Supporting changing business processes is not easy. Enterprises are becoming more virtualized as business processes are increasingly distributed across organizations. At the same time, the technology environment is shifting dramatically. The evolution of on-demand computing is accelerating the virtualization of IT resources.

To complicate matters even more, the evolving service-oriented software architecture is expanding the distribution of IT services across sources both inside and outside the enterprise. These rapid shifts are making it ever more difficult to manage business processes and the IT resources that drive them.

To meet the challenge, IT professionals need to transform their orientation from “managing boxes” to managing IT resources from a business perspective. They should understand the enterprise’s business processes and how the components of the IT infrastructure support these processes.

Three key technologies have emerged in the evolution of IT systems management to permit management from a business perspective: configuration management database (CMDB), automatic discovery and service impact modeling.

  • Configuration Management Database

    Implementing a CMDB is an important step in IT systems management. It can provide a company with a single source of truth about its IT assets. It acts as a central repository for the wealth of data gathered and maintained by system management solutions. Moreover, it ensures that all systems management solutions interoperating with the CMDB use consistent information. With a centralized and robust CMDB, IT Service Management (ITSM) processes can be driven across system management solutions with the necessary process integration, which is key to implementing IT Infrastructure Library (ITIL) best practices.

    A CMDB should ensure the accuracy of data by automatically reconciling it across disparate data sources. A CMDB with reconciled data will be the cornerstone of delivery capability.

  • Automatic Discovery

    Automatic discovery is another key technology. The tools, which continually gather information to populate and update the CMDB, have become essential since it is no longer practical, because of the extreme complexity and dynamic nature of today’s IT infrastructures, to manually gather and maintain configuration information to support ITSM best practices.
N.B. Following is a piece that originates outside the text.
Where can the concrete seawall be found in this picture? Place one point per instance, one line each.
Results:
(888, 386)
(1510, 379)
    These automatic discovery solutions should be integrated with a CMDB. The advanced solutions discover physical and logical interrelationships in the IT infrastructure, such as the logical topology of SAP, J2EE, and PeopleSoft enterprise resource planning (ERP) applications. Also, a variety of standards, such as XML and business process execution language (BPEL), will enable the extension of these capabilities.

  • Service Impact Modeling

    Service impact modeling technology is another important piece of the puzzle. It permits modeling of the relationships among IT resources and business services. The technology can increase the automation of model creation, slashing the time and effort required to generate models. It will also permit automatic updates, dynamically changing models to reflect changes in the environments, resulting in faster time-to-IT-value creation and a greater ability to adapt to business needs.

  • The Next Step – Keeping Business Processes Up and Running

    So what’s the next step? As large-scale business processes are disassembled into smaller components, these process components are then distributed both inside and outside the enterprise. For example, Automobile manufacturers are disassembling their manufacturing processes and parceling out component processes to suppliers.

    Enabled primarily by advances in technology, this evolution allows enterprises to focus on the areas in which they can add the most value, and rely on suppliers and partners to deliver the other components.

    At the same time, IT systems are transforming into virtualized environments, enabled by the convergence of the Internet, wireless networking, on-demand computing architectures, and service-oriented software architectures. Virtualization offers far more efficient use of IT resources for lower cost, higher resource utilization, and greater ability to adapt to changing conditions.